In a nutshell, almost all of these panels and committees have recommended sweeping changes in the organisation but intrinsic compulsions had so far prevented any concrete action.

Both Mirdha and Antony had emphasised the need for ‘democratic’ organisational elections after discovering that the party had polled less votes in many states where the number of primary members was higher. This situation held true for the Congress in Tamil Nadu, Andhra Pradesh and a few other states.

In July 2007, a party panel headed by the then Foreign Minister Mukherjee had called for scrapping Congress committees at block, city and district levels and recommended replacing them with units at polling booths and Assembly and parliamentary constituencies. The logic was to make the Congress more ‘election-friendly’ and eliminate the tendency of district party committees being at loggerheads with candidates contesting polls. But the leadership is still weighing the pros and cons of the suggestion.

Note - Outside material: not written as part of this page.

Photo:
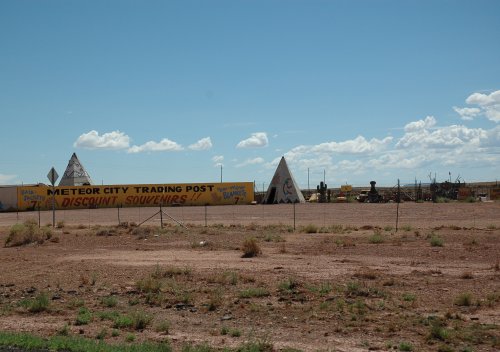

Like Antony, Mukherjee had insisted on selecting Assembly and parliamentary poll candidates at least six months before voting, but subsequent Assembly polls have shown no sign of the recommendation being followed. Sonia and her son have an option of making a bid to revitalise the party, what its wiser and senior leaders have given in writing. Indolence, dilly-dallying and ‘committee raj’ would hurt the Congress further.